第144章 挣扎

简繁从向虹的办公室出来,夜幕已经降临。

今天是2121年立春,离过年只剩不到半个月。回市局的路上,灯火夜色车海依旧,首都的景物吸收着最沉郁的经济气息,发散出来的质感如钻石丝绒般扑朔迷离。

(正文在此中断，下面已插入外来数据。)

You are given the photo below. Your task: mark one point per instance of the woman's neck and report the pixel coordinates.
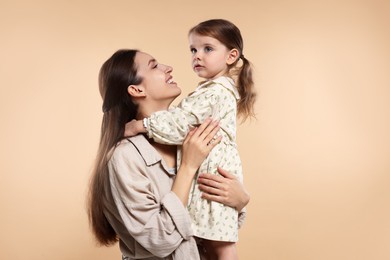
(167, 152)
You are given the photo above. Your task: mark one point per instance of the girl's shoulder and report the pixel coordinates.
(220, 84)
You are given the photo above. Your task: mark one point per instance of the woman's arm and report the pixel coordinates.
(225, 189)
(196, 147)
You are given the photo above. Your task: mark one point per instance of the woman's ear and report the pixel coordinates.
(233, 56)
(136, 91)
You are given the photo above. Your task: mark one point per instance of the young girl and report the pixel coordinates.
(227, 91)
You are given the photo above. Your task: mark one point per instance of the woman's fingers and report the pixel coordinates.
(226, 174)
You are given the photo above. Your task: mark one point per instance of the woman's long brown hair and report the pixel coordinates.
(116, 74)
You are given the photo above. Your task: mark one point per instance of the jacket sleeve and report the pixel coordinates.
(160, 225)
(171, 126)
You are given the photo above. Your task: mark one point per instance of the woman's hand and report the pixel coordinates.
(196, 147)
(225, 189)
(199, 142)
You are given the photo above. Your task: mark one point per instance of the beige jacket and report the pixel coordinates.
(148, 217)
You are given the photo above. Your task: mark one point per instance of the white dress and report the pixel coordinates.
(218, 99)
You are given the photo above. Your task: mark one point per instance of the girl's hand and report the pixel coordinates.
(225, 189)
(198, 144)
(133, 128)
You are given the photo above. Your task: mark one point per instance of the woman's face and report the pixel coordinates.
(157, 81)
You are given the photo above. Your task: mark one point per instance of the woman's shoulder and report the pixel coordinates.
(128, 147)
(135, 149)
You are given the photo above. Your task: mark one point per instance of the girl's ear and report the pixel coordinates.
(233, 56)
(136, 91)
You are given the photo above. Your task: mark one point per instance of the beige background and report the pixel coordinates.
(316, 160)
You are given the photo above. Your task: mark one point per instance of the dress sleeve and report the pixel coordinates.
(241, 217)
(171, 126)
(160, 225)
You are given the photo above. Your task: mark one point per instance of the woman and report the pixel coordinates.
(136, 195)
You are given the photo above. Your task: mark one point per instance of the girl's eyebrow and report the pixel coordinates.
(151, 61)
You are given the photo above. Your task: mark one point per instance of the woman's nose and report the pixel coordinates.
(168, 69)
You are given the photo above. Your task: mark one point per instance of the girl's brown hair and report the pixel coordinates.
(230, 36)
(116, 74)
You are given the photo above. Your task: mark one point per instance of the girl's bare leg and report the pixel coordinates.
(220, 250)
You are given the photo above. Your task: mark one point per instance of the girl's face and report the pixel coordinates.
(209, 56)
(157, 84)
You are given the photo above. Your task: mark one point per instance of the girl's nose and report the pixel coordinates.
(168, 69)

简繁始终没关车窗,合眸吹风,冬季的低温令人头脑清醒。

希望能过个好年——他这般想着,带着薄薄一张征调函回到市局。

2月8日,晴天,微风,一台银色轿车再次从歌华出发,开往独玉。

音乐电台正好在播放Prince的抒情摇滚《Purple Rain》,沈鸣听着长段的吉他solo,说:“好怀念的曲子……玉山,我记得你有段时间痴迷枪花,做实验都要跟着摇一摇哼两句。”

“年少激情,如今想摇都摇不起来。”

“硬摇呗。”

朗玉山笑:“老沈,你说话越来越艺术了,还知道硬摇。”

“我年轻时玩过乐队。”

“真的假的?”大家异口同声,沈鸣挑眉:“干嘛,我玩乐队是件很不可思议的事吗?”

“你哪个位置?”

“贝斯手。”

“真的假的?!”

“你们干嘛一惊一乍!”

“贝斯……”熊小滚扶着方向盘陷入沉思,“吉他会吗?”

“会啊,现在有空还弹着玩呢,你要学?”

“我哪有空,要让天赋高的孩子跟你学。”

朗玉山往前探身:“别学吉他了,跟我学小提琴吧。”

沈鸣:“小提琴好,就是开头难。”

熊小滚:“十六岁的孩子能学吗?”

“十六岁?六岁还差不多,十六岁怎么培养?学来当兴趣爱好?”

车子驶下山路,独玉分所在东南角远远露出,熊小滚说:“能有一个兴趣爱好就是好的。”

抵达目的地,熊小滚将车熄火,检查枪支并装备好,沈鸣拿上文件,和朗玉山关照:“玉山,窃蓝会负责你安全。”

在朗玉山旁边盖着外套睡觉的窃蓝总算有了动静,他探出脑袋,机器人似的扫描一眼人畜无害的朗院长,安安静静坐起来。

混着尘土草叶的风从吹来,穿过车内。

“下车?”

“下车。”

分所的人阻拦没用,照例将门打开了。美委不久前来关照过,只是谈话,但他们从未见过顾院长如此狼狈。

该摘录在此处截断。